Nationally, the Des Moines Art Center is undoubtedly the best-known building in the city. On three separate occasions, over a period of four decades, the museum trustees have engaged major architects to design and add to their building. Each of these episodes pointedly illustrates not only changes in architectural fashion, but attitudes toward nature, the art of architecture, and the art found in and around the building. The engaging of Eliel Saarinen for the initial building was a logical choice for the time. Saarinen's Cranbrook Museum and Library (1940–1943) at Bloomfield Hills, Michigan, was without question the best-known modern museum building in the country. And although not built, Eliel and Eero Saarinen's winning scheme for the Smithsonian Art Gallery in Washington, D.C., of 1939, received extensive press coverage. As with all of his work at Cranbrook, Eliel Saarinen (in conjunction with Thomas Church) produced for Des Moines a building that let the park and nature predominate. The oneand two-story building clad in dolomite stone was placed on the south slope of a hill, almost hidden from Grand Avenue. A gentle curved drive leads around the hilltop to a modestsized parking area. The unity of the building with nature is immediately apparent at the entrance where one looks through an opposite glass wall to a pool court with a Carl Milles sculpture, Pegasus and Bellerophon. This court in turn is related to Church's rose garden which meanders down the hill into the forested park. Within, the principal galleries form a “U” around the court and open onto it via windows and glass doors. An important element in Saarinen's scheme was the education wing where children as well as adults could actively participate in art.

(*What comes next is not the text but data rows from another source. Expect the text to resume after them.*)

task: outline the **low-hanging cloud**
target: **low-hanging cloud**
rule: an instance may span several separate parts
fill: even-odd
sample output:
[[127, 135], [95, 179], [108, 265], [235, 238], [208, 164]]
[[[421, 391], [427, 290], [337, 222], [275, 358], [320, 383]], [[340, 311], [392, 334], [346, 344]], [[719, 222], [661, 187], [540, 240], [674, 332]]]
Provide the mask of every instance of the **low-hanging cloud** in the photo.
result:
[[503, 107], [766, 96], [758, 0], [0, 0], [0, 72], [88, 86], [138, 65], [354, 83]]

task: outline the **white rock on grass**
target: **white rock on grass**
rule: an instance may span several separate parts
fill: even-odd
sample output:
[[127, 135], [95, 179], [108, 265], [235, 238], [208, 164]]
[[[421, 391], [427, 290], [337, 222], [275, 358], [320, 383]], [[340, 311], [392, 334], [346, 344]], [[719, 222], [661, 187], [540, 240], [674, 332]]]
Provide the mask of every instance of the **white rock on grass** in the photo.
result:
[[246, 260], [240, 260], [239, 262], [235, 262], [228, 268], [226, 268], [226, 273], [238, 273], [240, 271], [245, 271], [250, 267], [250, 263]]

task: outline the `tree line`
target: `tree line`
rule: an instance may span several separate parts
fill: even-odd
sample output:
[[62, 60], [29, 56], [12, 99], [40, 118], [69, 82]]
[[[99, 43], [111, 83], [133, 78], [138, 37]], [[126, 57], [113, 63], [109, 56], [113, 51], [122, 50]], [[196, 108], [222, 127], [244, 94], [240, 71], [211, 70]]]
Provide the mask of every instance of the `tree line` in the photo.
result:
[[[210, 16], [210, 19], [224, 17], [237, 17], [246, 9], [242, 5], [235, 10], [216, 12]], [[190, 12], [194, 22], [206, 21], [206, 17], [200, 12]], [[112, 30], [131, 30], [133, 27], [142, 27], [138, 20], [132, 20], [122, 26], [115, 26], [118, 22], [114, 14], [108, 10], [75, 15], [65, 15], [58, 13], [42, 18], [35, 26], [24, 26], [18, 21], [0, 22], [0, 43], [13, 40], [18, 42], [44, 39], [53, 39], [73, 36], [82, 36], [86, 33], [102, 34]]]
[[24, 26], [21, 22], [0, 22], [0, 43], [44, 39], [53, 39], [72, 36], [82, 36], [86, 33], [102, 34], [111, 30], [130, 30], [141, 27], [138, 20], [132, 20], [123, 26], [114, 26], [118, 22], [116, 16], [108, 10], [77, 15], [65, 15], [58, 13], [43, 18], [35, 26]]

Saarinen wrote in 1949 of his intent for the building: “To build up an atmosphere of art creation about the whole Art Center, and to create a place of interest for all strata of the population, old and young—through the young.”
In 1968 the trustees again surveyed the museum scene and selected another well-known figure, I. M. Pei. Pei's firm added 18,000 square feet to the Saarinen building. That addition followed the International style's predilection for discarding the old for the new, i.e., anti-contextualism. Pei created a Brutalist exposed concrete building with the pattern of the board forms revealed, somewhat reminiscent of the work of Louis I. Kahn.
The next phase of asserting the new was the 1982–1984 addition by Richard Meier. His product was what one has come to expect of his work—an assertiveness upscaled to open exhibitionism. Meier's wing, which poses as one of his modernist houses enlarged in scale, is plunked right on top of the hill, not only pushing the earlier Saarinen and Pei designs to the side but destroying the sense of this being a public park. If one grants Meier's borrowed modernist imagery and ideology, then the presence of this shimmering white design clearly visible from Grand Avenue is a success. Inside the building, both the Pei and the Meier additions are at best fitted awkwardly into the spaces provided by Saarinen.